Are they right? In part maybe. It is good to have strong boundaries, know your worth, and protect yourself. It is good to be strong, develop skills, and be all you can be.
But it is also good to be sensitive and tender, to have deep emotional experiences, and know how to relax, restore, have fun, and play. It is good to develop safe relationships, practice vulnerability with people you can trust, and rely on others.
My anxiety has deep roots in my childhood neglect and adult ineptness for empowering sensitive boys. Mine was the simple unvarnished neglect of a world not designed for sensitive people. The unconscious neglect children get when they are not as remarkable as other children. The truth is, humans are very judgmental towards each other and sensitive children know when they are being judged.

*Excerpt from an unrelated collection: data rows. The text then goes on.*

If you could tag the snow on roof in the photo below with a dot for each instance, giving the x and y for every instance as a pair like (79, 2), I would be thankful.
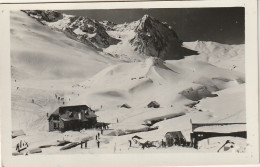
(154, 102)
(222, 128)
(175, 134)
(125, 105)
(16, 133)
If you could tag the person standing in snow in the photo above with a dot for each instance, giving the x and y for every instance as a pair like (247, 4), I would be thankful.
(130, 143)
(86, 144)
(17, 147)
(98, 142)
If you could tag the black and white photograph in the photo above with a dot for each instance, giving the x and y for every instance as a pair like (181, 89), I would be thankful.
(128, 81)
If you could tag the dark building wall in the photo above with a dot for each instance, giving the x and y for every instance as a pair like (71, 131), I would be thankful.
(198, 136)
(51, 126)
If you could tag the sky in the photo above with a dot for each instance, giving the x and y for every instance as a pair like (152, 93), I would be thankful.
(223, 25)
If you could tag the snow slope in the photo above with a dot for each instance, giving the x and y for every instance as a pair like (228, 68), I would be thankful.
(222, 55)
(36, 50)
(57, 65)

I knew I was not as strong as my classmates. I knew I was not ready for much of what I was given to do. School was my childhood ACE.
Coddling
I like Jonathan Haidt. Loved the Happiness Hypothesis. His book with Greg Lukianoff about the Coddling of the American mind, not so much. This is because of their focus on the dangers of safetyism.
I very much appreciated John Warner's article A Million Thoughts on... the subject. Warner said in that article,
"Safetyism is not a cause, but instead is a consequence of a larger problem, a symptom, not the disease itself.The chief problem is not safetyism, but scarcity coupled with precarity.Today’s typical age college freshmen were eight-years-old when the global economy cratered in such a way that even rich people got scared for a little while. The resulting “recovery” has only exacerbated our sense of scarcity and precarity, as the fruits of that recovery have accrued to smaller and smaller groups.The relatively well-to-do, but not quite rich folks that populate the bulk of the “paranoid parenting” demographic understand the needle their children will be required to thread has grown smaller by the year, and any slip in achievement may result in falling out of the ranks of the economically secure. Is their parenting paranoid or simply calculated to maximize their child’s economic potential?" From - A Million Thoughts on 'The Coddling of the American Mind
This is the right question. Like my parents, many of the iGen parents see the world as inherently dangerous, and have communicated this to their children. As it did with me, this world view creates anxious children.
The solution is not advice to toughen up and fight harder. The solution is empowerment.
I believe that the evidence from Trauma work shows that we need more ventral vagal time, more time spent in positive social interaction, free from the need to fight and defend. We need actual safety, so that we can develop a sense that while the world might be dangerous, it is not only dangerous.
Hence my belief in developing calm aliveness, or the state of being still in the stream.